Master’s degrees, earning power, and specialization

The Times education section has taken a break from its usual chronicle of anxious students and even more anxious parents desperately jockeying for Ivy League admissions. This week, Education Life turns to grad school, declaring that the master’s is the new bachelor’s, whatever that means. Mostly what it means is what we all knew–that it’s increasingly tough to land a solid job with the potential for advancement with only a bachelor’s degree. The article claims, though, that a master’s degree (“Once derided as the consolation prize for failing to finish a Ph.D. or just a way to kill time waiting out economic downturns”) can now provide a necessary leg up over the mere BAs.

Of course, not all master’s degrees are created equal, and another article lays out the return on investment for different programs. Not surprisingly, a master’s in engineering comes with a significant bump in earning power, but then, it’s not exactly difficult to find a job with a bachelor’s in engineering, either. On the other hand, a master’s in social work is necessary to get a job in the field, but it’s such a low-paying field that even with a solid job, it’s likely to take quite a while to pay off the graduate school loans.

The article makes sure to point out that while a master’s program may provide a respite from the economy and an increase in earning power, a PhD, even in engineering, requires a sacrifice of both time an earning power that is generally not borne out by increased earnings later on. But then, as if to comfort those of us who’ve made the poor decision to stick it out for the PhD (see here and here), the author reminds us that graduate programs in journalism still exist, and that people are evidently willing to pay $50,000 for a one-year master’s in journalism from Columbia. A journalism degree, by the way, boosts starting salary to $39,000, assuming you can actually find a full-time job, which only 31 percent of Columbia’s class of 2011 was able to do.

In other words, a master’s degree is not in itself a ticket to a higher salary, or even a job itself (my MA in English, for example, is not likely to get me hired anywhere but a private high school). A master’s degree can be evidence of specialization and vocational training, and, as the author of “The Master’s as the New Bachelor’s” points out, the increased emphasis on the degree is a win for employers, since it essentially means that future employees train themselves at their own expense.

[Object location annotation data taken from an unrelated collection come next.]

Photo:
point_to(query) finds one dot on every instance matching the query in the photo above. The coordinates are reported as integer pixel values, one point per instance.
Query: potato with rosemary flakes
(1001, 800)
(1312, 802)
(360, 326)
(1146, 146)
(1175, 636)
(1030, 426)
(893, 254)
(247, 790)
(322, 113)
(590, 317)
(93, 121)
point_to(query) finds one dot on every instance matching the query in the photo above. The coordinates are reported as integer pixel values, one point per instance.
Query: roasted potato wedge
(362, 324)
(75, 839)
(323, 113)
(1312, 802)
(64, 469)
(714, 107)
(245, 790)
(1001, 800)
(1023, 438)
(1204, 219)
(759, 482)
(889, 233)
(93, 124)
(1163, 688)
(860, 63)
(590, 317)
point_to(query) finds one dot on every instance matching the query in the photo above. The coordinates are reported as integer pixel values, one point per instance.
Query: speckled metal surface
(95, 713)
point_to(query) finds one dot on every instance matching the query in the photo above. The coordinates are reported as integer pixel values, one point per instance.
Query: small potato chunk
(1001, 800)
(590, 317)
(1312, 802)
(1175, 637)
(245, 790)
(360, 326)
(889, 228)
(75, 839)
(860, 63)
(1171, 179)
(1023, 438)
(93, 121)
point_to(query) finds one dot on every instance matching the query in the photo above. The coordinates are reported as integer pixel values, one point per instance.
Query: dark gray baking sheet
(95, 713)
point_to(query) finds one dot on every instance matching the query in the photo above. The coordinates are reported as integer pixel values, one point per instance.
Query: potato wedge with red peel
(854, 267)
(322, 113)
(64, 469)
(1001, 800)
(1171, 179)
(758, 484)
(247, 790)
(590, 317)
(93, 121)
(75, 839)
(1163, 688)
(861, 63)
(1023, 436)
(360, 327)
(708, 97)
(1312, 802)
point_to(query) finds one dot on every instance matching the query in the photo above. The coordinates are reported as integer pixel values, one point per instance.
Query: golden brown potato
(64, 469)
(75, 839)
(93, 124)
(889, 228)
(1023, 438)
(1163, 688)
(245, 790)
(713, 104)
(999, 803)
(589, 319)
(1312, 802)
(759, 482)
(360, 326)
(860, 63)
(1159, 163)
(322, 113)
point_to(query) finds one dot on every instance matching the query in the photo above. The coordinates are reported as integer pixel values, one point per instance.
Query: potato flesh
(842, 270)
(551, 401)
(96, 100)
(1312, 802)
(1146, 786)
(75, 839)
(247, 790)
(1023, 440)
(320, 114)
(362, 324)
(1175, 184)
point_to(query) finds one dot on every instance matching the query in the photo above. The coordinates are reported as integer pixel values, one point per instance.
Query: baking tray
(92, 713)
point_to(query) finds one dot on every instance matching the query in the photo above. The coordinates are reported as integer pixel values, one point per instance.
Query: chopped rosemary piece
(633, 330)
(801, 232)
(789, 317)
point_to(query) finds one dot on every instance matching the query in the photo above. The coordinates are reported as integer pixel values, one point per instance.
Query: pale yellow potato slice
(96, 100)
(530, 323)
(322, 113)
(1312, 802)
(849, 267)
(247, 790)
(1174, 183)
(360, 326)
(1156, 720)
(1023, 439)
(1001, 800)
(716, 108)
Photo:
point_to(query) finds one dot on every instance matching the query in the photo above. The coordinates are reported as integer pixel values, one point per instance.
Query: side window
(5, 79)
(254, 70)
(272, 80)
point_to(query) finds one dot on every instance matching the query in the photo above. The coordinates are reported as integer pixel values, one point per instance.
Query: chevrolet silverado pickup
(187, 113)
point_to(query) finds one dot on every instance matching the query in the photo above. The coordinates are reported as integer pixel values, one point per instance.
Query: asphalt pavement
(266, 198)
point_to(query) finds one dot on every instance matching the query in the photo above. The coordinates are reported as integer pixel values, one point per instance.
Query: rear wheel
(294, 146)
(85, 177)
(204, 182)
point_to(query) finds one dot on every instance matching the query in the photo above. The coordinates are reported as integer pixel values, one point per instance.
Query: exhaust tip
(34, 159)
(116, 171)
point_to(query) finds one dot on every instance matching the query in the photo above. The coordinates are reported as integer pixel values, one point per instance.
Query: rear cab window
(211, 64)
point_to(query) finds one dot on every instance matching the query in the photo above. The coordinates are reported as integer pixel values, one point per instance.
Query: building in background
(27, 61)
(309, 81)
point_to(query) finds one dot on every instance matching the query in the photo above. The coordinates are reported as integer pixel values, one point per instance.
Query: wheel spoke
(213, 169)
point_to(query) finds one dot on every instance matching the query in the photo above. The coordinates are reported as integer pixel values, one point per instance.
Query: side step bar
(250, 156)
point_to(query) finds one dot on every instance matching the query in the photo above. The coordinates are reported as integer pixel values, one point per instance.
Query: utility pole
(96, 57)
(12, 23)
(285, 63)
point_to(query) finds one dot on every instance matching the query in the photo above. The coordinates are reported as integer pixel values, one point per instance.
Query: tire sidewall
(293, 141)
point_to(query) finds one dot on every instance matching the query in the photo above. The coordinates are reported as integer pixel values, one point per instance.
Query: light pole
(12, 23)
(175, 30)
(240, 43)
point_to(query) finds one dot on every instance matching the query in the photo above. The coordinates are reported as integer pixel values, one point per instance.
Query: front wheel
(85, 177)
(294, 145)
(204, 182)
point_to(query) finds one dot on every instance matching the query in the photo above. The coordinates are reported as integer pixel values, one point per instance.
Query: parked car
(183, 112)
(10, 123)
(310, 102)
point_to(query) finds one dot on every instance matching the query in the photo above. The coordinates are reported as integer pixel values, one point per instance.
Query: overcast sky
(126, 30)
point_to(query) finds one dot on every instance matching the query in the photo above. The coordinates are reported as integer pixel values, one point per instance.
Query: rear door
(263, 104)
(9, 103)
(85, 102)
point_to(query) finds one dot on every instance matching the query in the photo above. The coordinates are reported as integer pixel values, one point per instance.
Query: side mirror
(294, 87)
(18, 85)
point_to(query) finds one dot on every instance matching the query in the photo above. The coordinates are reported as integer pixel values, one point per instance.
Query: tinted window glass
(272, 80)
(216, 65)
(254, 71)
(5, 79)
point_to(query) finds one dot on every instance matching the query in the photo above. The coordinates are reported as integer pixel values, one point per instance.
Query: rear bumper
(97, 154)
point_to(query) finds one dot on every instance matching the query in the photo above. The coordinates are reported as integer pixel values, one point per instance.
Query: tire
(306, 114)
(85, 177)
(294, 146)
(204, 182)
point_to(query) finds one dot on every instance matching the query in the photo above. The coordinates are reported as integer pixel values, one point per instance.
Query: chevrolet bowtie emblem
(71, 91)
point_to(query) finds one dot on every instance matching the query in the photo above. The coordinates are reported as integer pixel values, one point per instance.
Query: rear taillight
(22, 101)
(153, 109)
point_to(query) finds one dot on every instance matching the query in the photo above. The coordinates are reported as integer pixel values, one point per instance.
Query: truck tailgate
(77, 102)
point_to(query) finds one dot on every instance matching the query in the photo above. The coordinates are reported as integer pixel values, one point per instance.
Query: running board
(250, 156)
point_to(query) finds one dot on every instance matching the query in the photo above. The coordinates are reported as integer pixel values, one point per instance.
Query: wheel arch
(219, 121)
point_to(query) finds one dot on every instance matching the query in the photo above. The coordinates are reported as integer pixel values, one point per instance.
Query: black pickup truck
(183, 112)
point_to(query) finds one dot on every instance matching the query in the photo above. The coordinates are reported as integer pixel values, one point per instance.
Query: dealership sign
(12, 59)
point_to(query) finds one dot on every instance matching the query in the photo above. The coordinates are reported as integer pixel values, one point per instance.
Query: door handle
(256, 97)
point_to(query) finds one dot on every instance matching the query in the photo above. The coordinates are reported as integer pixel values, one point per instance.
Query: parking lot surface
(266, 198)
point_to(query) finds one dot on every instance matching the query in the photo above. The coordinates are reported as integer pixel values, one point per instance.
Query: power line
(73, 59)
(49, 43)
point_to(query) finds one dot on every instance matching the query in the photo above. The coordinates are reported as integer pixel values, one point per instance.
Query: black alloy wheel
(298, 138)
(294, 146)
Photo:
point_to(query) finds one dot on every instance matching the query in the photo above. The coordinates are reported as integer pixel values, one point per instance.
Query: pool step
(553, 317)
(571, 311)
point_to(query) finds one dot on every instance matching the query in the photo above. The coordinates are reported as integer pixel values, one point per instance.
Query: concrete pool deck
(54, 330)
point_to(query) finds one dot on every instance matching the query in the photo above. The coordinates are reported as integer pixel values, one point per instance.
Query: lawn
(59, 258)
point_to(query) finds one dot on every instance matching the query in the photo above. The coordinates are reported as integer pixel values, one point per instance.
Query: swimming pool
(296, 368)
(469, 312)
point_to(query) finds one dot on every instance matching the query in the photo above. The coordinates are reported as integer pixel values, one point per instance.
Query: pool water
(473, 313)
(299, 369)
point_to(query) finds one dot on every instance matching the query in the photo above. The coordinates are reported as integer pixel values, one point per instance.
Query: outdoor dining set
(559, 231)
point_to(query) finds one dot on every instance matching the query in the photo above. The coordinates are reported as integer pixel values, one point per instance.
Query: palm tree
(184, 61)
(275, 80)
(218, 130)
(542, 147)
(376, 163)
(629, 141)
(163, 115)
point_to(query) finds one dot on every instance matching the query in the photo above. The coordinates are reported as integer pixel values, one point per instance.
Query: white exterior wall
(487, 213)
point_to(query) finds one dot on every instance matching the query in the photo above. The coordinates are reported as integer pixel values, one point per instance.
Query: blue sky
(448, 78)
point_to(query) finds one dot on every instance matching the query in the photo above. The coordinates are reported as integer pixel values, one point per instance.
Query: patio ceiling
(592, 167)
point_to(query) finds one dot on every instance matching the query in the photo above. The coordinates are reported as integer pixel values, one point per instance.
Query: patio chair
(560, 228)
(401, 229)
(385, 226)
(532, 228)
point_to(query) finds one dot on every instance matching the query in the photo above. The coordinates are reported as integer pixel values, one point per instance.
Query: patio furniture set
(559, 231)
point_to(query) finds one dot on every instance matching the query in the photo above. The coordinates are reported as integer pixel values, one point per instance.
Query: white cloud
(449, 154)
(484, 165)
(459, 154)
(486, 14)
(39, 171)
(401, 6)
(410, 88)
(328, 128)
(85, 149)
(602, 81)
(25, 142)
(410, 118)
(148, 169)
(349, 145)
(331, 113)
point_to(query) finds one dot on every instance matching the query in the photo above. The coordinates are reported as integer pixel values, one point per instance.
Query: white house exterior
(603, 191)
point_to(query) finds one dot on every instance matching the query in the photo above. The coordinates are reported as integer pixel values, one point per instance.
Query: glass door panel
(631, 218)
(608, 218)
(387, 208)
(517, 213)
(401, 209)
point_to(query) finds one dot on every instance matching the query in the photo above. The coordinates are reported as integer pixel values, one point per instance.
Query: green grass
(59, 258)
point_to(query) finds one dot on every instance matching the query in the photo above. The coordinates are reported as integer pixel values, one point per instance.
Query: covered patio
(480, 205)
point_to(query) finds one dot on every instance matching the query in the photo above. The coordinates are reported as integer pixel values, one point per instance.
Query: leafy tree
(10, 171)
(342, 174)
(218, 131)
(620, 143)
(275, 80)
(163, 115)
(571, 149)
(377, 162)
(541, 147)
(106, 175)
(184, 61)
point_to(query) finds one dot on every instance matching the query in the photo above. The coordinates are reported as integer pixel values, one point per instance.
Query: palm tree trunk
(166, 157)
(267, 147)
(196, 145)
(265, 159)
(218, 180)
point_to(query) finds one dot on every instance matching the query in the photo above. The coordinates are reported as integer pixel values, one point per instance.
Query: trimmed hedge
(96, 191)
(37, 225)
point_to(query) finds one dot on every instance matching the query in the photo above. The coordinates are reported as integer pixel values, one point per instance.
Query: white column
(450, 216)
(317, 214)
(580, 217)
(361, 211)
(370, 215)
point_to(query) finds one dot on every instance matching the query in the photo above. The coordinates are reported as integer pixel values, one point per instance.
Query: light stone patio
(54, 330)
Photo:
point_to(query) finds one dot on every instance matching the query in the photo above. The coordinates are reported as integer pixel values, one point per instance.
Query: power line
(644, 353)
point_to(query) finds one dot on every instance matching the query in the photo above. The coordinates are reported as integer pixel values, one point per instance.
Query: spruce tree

The call for specialization implicit in the master’s degree is at odds with what this Education Life article from 2009 claims employers are looking for from students with a bachelor’s:

“There’s evidence, though, that employers also don’t want students specializing too soon. The Association of American Colleges and Universities recently asked employers who hire at least 25 percent of their workforce from two- or four-year colleges what they want institutions to teach. The answers did not suggest a narrow focus. Instead, 89 percent said they wanted more emphasis on ‘the ability to effectively communicate orally and in writing,’ 81 percent asked for better ‘critical thinking and analytical reasoning skills’ and 70 percent were looking for ‘the ability to innovate and be creative.'”

I point this out because one of the major tensions in the university right now is the degree to which an undergraduate degree should provide specialized vocational skills, versus broader and more fundamental liberal-arts skills like thinking, reading, and writing. The article presents the proliferation of master’s programs as addressing a need for specialized practical learning in specific fields. But the article also notes that the draw of the master’s may be as much about credentialing and distinction as actual skills:

“‘There is definitely some devaluing of the college degree going on,’ says Eric A. Hanushek, an education economist at the Hoover Institution, and that gives the master’s extra signaling power. ‘We are going deeper into the pool of high school graduates for college attendance,’ making a bachelor’s no longer an adequate screening measure of achievement for employers.”

If the master’s is really about distinction in a job market where more and more people have bachelor’s, then we would do well to continue to place emphasis at the undergraduate level on fundamental, transferable skills, particularly writing and critical thinking–equipping students with the necessary skills to communicate effectively and learn on the job, or to do well in a master’s program if that’s what the field requires.